How do they do it so cheap?  Your phone prefers to make calls over the wireless instead of the cell network.  Anytime you’re connected to wifi, BOOM, you can make calls.

Republic Wireless MotoXWe got the MotoX and it’s a great handset.  We paid upfront for the phones, but considering the cost savings month to month we were ahead of the game in 5 short months.  Not to mention our grandfathered Verizon unlimited data plans were worth a few hundred bucks on ebay!

The service still has a few glitches switching a call from wireless to the cell network, but I rarely keep talking when leaving the house so only noticed this problem when testing the system early on.

Below is a screenshot from my MotoX.  See the little green arch near the green llama?  That’s the Republic Wireless happy green arch letting me know I’m completely on wifi. The llama is unrelated, I swear.

Republic Wireless PlansAnother neat option: you can change plans twice a billing cycle.  When we were going out of the country and not expecting cell service, we bumped the plans down to the $5 plan and made and received calls off the wifi in the beach house in Belize (when the router worked).

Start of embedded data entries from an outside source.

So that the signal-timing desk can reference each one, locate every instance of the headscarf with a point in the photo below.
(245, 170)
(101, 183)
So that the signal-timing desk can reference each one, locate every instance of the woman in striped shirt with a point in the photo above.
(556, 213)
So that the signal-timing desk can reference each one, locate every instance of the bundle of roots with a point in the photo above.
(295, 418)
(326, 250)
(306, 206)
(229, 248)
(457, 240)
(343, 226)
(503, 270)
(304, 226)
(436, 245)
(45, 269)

When we hit the states, we simply told the phone to update the plan.  A few minutes later and a restart on the phone and it was done.

No sense paying full price for a service you’re not using full time.

In addition to a killer concept and competitive pricing, Republic Wireless thrives on the community the users have created.  Never before have I had a company engage on social media so swiftly and accurately.

Downside?  3g means less streaming of Pandora though some service areas (it is the Sprint network after all) and that’s about it, really.  They can port most numbers and now even allow porting of Google Voice numbers.

The next time you’re looking at your budget and wondering how to get that cell phone bill down to a reasonable level, take a look at Republic Wireless.  You’ll pay for the phone, but far less than a free phone and inflated monthly fee from the other guys.


I use Republic Wireless and love it!